Doing quantum chemistry or quantum crystallography means doing calculations.
That leaves you with two choices: 1. Use some else’s program, or 2. Write your own.
Here I argue that you should write your own.
Why write programs?
If you don’t write your own programs, you are obliged to trust that the program you use is correct. That by itself is not a problem: you may after all only be interested in the answer, and what that answer can reveal about some other bigger question.
But what if something goes wrong? After all, scientific calculations are usually complex.
Then it helps to know something about how the methods works — how the program works — so you can know program limitations and can work around them.
More importantly, everyone needs to know about how accurate their calculated answer is. In this case, knowing something about the algorithm implementation is essential — even if you don’t know all the details.
So: you are a scientist and you want to write a moderately complex program to do a quantum chemical calculation. How do you start?
Let’s assume you have done the obvious and learned to program in a suitable language for scientific programming. Fortran, C, Java or python. And let’s assume you’ve read the books and know the theory. Now what?
The key step is to understand what you want to do.
But what is understanding?
For me it means:
Giving meaningful names to things so that you can refer to those things by name when explaining things or — in our case — writing down the algorithms or equations, deriving such equations if necessary. I won’t pursue this aspect further: that is the province of textbooks. What I want to talk about here is what is not in the textbooks. So let’s assume that you have a meaningful set of names, you have these names associated with some equations which determine your calculation.

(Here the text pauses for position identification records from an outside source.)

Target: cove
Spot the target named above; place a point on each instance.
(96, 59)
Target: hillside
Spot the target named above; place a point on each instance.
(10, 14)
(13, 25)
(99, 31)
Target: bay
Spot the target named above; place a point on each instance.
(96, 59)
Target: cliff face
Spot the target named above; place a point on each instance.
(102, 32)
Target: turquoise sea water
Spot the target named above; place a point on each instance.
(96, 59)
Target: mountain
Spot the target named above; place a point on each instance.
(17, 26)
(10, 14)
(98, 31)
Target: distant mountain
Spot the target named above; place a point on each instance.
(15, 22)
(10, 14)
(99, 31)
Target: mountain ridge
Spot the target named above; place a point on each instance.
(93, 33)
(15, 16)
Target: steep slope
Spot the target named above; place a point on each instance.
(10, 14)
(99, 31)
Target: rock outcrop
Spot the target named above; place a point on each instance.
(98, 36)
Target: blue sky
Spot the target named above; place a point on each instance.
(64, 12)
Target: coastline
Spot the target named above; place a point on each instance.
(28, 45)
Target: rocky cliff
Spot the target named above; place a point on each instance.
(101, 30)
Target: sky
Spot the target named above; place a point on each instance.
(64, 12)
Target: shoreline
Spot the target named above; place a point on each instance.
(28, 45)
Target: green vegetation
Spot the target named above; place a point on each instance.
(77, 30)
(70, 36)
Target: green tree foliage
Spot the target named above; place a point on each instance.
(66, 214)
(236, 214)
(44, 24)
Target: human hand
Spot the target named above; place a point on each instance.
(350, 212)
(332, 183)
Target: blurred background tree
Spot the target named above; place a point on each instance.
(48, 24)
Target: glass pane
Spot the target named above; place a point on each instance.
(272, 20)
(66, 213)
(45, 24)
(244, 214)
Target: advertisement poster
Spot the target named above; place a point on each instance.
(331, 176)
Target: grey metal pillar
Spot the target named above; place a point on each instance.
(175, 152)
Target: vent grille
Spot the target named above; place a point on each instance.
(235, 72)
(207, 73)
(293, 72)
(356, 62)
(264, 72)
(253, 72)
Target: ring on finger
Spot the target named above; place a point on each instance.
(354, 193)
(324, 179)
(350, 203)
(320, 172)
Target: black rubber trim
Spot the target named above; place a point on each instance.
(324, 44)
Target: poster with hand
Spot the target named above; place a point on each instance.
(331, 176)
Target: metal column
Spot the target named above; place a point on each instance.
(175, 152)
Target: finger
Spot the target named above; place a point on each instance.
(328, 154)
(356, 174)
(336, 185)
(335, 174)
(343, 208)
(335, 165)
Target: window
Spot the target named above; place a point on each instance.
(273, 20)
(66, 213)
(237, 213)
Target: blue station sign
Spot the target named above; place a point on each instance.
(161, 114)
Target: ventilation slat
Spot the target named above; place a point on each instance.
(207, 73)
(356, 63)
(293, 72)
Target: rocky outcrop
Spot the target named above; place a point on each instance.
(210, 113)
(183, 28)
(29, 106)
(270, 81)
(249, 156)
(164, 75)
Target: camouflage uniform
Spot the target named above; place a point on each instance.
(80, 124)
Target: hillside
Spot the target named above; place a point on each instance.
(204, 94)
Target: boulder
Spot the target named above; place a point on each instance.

If the equations are complicated, in order to program them, you need a plan. You need to structure intermediate results in a way that is both easy to understand and efficient to compute.
Let’s discuss these points in more detail.
Naming entities meaningfully is by far the most important and difficult part of the programming process.
Your disbelief is audible.
You say: surely understanding the quantum theory is more difficult?
I say: that is the same thing.
Think about it.
Naming something properly is the start of how you think about that thing. Naming and understanding go together like hand and glove: you simply can’t think about something clearly unless it is at least named properly. This goes for quantum theory, programming, and conversation.
Imagine calling a cup a bowl. Now imagine doing the equivalent when writing a
programs. Clearly, names are, or should be, even more important in this
context. To wit, imagine calling a heavily used variable
v when it holds the
position coordinate and the velocity by variable
x. Imagine naming a variable
holding the momentum of partice 1
l2. What a disaster! Yet this is exactly
what happens in much scientific software.
If you think I am joking about this just read wikipedia about the software development process. You will learn that the first step is the “specification”. In fact, it is dogma in software engineering to “write the documentation first” before doing any kind of programming. Clearly that dogma is nothing but a formalization of the naming-thinking process, whereby the unknown objects needed in an algorithm are formally described in text, and described in sufficient detail to permit code to be written down. Unfortunately, the writing of documentation before coding is rarely undertaken by any scientific programmer.
Efficiency versus clarity
Now to the second point.
Begin with the realization that the objectives of efficiency and clarity are largely but not completely independent. Generally speaking it is harder to write a efficient program in a clear way because it may have to take advantage of special machine characteristics.
Of the two characeristics clarity is much more important. That is because a clear code is easier to understand. Furthermore, a clearly written code has benefits later down the track, such as:
Better bug detection and reduced maintenance. Perhaps later you will actually recall and understand what you did.
Better opportunities for optimization and code evolution by changing algorithms. Generally speaking the greatest gains in efficiency occur due to the use of new algorithms rather than optimization of the instructions of computer codes to take advantage of hardware.
Greater chance of collaboration and sharing workload, since an unclear code is unlikely to be adopted as the basis of a future work by you or anyone else. It is worth keeping in mind the fact that the vast amount of effort spent on a program occurs in maintenance and code evolution.
If you are convinced by the above arguments, we should pay attention to best practice in software engineering. In computer science there are two broad approaches to creating creating well-structured code:
Functional programming methods
We would do well to understand the essence of these approaches, but that is for another time.